If you ask Nobel laureate Arno Penzias what could be the next big technology breakthrough for fighting climate change, he would say: nuclear power.

"The thing as big as the introduction of nuclear power is the introduction of nuclear power. We need this desperately," said Penzias at the Cleantech Forum in San Francisco Monday. "Life on this planet depends on us going nuclear. We as a planet needs to take that option so we can build a civilized world around it."

Penzias' sentiment is heard more and more commonly these days, as President Obama makes clean energy – and the country's ability to supply its own energy needs – a top priority for his administration. What makes nuclear power attractive: it's zero emission and ability to provide consistent power. What makes it unsettling: the disposal of its radioactive wastes.

Obama has said he wouldn't rule out nuclear based on ideological ground (see YouTube video). But a provision that could have provided billions in loan guarantees to the nuclear industry didn't make it into the $787 billion stimulus package signed by Obama last week.

Rosa Yang, vice president of technology innovation at the Electric Power Research Institute, an American utility industry group, recently spoke of a "renaissance in nuclear" because of nuclear power is attracting a growing interest from different countries.

Penzias wasn't the only outspoken supporter of nuclear at the Cleantech Forum in San Francisco Monday. Barbara Thomas Judge, chairman of the U.K. Atomic Energy Authority, gave a strong pitch for developing more nuclear power.

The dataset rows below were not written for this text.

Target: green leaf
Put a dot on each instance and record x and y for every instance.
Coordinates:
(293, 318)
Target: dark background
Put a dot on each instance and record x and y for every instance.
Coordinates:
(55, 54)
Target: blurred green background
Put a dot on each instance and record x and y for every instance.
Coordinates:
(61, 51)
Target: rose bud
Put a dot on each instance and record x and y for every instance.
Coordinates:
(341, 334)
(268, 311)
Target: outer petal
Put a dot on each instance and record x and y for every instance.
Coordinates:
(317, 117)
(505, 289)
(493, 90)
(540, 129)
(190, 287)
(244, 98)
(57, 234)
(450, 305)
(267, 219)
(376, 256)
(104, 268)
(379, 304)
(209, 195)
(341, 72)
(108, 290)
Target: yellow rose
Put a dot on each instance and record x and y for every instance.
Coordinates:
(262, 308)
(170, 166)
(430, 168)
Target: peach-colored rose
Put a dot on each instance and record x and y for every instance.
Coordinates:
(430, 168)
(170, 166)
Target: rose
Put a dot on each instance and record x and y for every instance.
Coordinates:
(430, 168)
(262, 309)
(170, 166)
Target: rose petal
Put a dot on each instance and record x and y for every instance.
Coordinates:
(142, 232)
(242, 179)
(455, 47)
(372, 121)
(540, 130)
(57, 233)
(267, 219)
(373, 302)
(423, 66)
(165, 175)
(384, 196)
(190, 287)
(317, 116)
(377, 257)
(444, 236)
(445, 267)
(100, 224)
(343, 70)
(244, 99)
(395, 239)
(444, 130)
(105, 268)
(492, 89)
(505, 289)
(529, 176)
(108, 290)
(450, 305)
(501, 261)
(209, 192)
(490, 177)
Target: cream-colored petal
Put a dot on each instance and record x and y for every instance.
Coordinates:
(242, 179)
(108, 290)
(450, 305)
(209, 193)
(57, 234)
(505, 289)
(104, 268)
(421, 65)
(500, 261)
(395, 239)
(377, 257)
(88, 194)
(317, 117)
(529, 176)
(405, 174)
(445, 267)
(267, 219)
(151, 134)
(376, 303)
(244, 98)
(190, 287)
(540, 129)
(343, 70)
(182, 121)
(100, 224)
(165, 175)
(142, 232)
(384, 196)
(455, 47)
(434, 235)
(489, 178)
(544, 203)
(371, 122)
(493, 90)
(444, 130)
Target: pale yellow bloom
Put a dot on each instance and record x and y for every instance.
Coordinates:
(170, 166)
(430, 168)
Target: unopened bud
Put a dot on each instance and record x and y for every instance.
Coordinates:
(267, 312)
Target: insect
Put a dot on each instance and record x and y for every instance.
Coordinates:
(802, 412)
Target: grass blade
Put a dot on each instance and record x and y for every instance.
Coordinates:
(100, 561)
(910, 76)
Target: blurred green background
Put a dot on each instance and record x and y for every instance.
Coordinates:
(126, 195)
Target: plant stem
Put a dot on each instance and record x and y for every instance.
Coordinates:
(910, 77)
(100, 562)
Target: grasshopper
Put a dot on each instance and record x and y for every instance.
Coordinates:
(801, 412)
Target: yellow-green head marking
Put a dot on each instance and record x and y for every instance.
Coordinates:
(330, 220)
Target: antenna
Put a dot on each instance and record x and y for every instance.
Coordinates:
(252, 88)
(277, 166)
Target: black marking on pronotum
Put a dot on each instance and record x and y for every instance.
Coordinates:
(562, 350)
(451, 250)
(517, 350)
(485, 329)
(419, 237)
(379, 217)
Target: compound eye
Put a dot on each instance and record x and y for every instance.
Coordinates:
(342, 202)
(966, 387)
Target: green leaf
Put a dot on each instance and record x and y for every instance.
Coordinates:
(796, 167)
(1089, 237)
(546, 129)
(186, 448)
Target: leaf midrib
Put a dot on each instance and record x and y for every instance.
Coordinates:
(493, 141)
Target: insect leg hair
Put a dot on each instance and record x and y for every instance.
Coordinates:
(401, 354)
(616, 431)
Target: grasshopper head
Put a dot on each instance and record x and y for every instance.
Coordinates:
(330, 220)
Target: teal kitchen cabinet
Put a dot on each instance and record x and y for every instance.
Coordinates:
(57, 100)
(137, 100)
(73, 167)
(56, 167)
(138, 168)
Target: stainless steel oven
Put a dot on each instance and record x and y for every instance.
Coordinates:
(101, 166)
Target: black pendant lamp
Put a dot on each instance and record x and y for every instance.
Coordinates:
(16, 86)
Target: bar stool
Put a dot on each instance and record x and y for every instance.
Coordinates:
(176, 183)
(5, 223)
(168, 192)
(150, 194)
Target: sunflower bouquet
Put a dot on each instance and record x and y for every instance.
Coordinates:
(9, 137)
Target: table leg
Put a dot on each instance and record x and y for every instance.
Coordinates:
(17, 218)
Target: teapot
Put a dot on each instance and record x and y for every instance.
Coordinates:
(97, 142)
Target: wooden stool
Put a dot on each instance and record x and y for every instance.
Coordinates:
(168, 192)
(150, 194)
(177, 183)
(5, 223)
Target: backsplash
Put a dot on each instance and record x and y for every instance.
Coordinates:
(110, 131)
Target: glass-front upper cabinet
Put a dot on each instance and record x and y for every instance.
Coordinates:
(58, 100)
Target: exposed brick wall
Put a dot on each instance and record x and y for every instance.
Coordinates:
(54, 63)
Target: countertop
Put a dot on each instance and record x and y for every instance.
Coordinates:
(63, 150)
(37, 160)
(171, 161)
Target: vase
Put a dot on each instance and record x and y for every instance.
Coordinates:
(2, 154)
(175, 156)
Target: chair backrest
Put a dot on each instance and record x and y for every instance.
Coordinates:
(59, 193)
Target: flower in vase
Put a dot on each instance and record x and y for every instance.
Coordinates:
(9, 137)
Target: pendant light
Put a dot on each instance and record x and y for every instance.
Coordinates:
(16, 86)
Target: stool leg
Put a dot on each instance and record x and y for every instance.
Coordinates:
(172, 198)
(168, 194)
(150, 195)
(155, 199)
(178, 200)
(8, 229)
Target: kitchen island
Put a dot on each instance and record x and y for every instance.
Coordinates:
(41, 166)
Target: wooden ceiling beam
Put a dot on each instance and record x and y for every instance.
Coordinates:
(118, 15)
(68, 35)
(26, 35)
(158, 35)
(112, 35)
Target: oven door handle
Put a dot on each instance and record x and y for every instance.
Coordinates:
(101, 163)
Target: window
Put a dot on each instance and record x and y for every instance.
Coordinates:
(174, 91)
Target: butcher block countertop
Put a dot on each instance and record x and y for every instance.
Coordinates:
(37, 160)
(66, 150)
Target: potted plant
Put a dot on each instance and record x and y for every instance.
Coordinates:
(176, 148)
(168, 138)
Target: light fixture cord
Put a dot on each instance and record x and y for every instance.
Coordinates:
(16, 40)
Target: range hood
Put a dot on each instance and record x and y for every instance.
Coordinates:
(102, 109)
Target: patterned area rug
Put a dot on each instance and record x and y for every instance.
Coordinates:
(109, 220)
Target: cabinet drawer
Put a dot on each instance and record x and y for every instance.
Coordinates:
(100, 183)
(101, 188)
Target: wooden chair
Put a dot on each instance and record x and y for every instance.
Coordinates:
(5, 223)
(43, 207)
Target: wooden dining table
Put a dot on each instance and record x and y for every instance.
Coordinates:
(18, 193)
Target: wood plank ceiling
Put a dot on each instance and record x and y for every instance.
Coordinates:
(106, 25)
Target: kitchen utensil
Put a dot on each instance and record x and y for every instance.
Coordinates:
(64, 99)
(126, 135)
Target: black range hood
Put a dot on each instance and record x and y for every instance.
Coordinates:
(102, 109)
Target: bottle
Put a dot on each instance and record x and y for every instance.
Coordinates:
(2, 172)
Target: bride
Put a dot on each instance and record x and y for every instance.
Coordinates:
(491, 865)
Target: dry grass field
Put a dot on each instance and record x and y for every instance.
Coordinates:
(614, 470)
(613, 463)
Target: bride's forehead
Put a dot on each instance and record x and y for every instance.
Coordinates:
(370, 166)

Judge said people had good reason to be scared of nuclear power more than two decades ago because of the reactor disasters of Chernobyl and Three Mile Island. But she said better technologies have come along and, frankly, the scope of the waste disposal problem has been exaggerated.

"There is a myth about the waste issue: Listen you guys, only 10 percent of it are from civil nuclear power. The other 90 percent of wastes that already exist are from weapons [programs]," Judge told an audience. "We were pretty sloppy with this staff in the Great Britain. Whatever we do about building nuclear power plants, we've got to clean up."

If the United States isn't quick to embrace nuclear, other countries certainly are. Sweden is looking at ditching its ban on nuclear power. Abu Dhabi, the oil-rich state of the United Arab Emirates, would like to get 25 percent of its electricity from nuclear.

There are 436 active nuclear reactors worldwide with a total capacity of about 370 gigawatts, and 44 reactors are under construction, according to the International Atomic Energy Agency. In the United States, 31 states have commercial nuclear power plants with a total of 104 reactors, said the federal Energy Information Administration (a power plant can have more than one reactor).

Judge promotes replacing old power plants with new and improved ones, an approach that might make the projects gain community acceptance more quickly. That certainly appears to be the plan in the United Kingdom.

Judge also predicts a shortage in skilled nuclear reactor designers and builders, given the world's new found interest in this form of energy.

There are several widely used nuclear technologies today. Key players in the sector include General Electric, Westinghouse Electric, Areva and Atomic Energy of Canada.